A SOUTHAMPTON hospital ‘failed’ a vulnerable elderly woman days before her death, a damning report has found.

Staff at Southampton General made several errors after 95-year-old Monica Bridle suffered severe bruising to her face in a fall from her hospital bed, according to an investigation by the Parliamentary and Health Service Ombudsman.

These failures include: -

- Not telling Mrs Bridle’s family about the fall.

- Not recording the injuries in her discharge papers

-  Failing to tell her daughter that she had been discharged from hospital to a nursing home.

Mrs Bridle, 95, who was partially sighted, fell into a gap between her bed and a wall while an agency healthcare assistant was changing her bedding during the incident two years ago.

Her daughter, Maureen Wylie, was shocked to see the bruising when visiting and quickly started the process to get her discharged to a care home – and was further stunned when the hospital discharged her mother without telling her.

Maureen, 60, of Sherfield English, said: “I was shaken and shocked when I saw my mum at the nursing home.
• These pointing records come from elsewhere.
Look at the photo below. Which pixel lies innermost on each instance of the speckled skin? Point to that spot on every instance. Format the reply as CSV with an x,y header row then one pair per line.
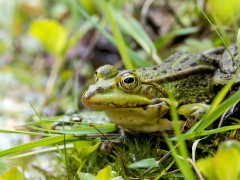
x,y
139,99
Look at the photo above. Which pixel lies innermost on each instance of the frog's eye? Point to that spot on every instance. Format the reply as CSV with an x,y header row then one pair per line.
x,y
128,82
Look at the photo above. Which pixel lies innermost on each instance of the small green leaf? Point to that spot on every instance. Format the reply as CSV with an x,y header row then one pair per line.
x,y
104,174
85,176
224,165
11,174
145,163
51,34
3,167
238,41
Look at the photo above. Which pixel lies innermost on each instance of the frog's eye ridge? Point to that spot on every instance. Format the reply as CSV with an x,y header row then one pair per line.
x,y
105,72
128,82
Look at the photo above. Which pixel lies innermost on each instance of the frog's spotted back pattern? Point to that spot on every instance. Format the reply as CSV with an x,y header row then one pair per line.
x,y
139,99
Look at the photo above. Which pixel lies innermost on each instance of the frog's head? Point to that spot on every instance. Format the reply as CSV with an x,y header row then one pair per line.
x,y
118,89
126,99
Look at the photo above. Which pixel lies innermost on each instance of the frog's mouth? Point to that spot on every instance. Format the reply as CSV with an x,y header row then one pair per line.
x,y
109,101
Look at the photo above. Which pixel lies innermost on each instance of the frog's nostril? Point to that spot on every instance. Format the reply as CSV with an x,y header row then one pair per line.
x,y
99,89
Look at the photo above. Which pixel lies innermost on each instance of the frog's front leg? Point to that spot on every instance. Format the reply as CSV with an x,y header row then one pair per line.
x,y
192,112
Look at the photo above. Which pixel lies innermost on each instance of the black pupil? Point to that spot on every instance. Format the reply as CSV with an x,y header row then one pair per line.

I still get flashbacks. The staff at the nursing home were on the verge of tears. How can this happen, in 2013, to a 95-year-old lady?

“I was not happy with the care she was receiving at the hospital and it took forever to get her discharged. In the end, when they eventually did discharge her, they didn’t even tell me.”

Mrs Bridle, who lived in Lyndhurst, died of natural causes just five days after being discharged. The investigation found the fall was not the cause of her death.

The hospital has apologised to Maureen and her family and introduced new plans to ensure lessons have been learnt.

Parliamentary and Health Service Ombudsman Julie Mellor said: “This story shows the importance of following clearly laid care plans. It also highlights the effect poor communication in the health service can have on people.”

Maureen confirmed she had received a letter of apology from the hospital.

The Ombudsman Service is satisfied the hospital has addressed the failings – including introducing electronic incident reporting, auditing discharge checklists and using ward meetings to ensure relatives are informed of any falls.

Judy Gillow, director of nursing at UHS, said: “There were a number of aspects of this patient’s care that we did not get right and we have unreservedly apologised to her family for that.”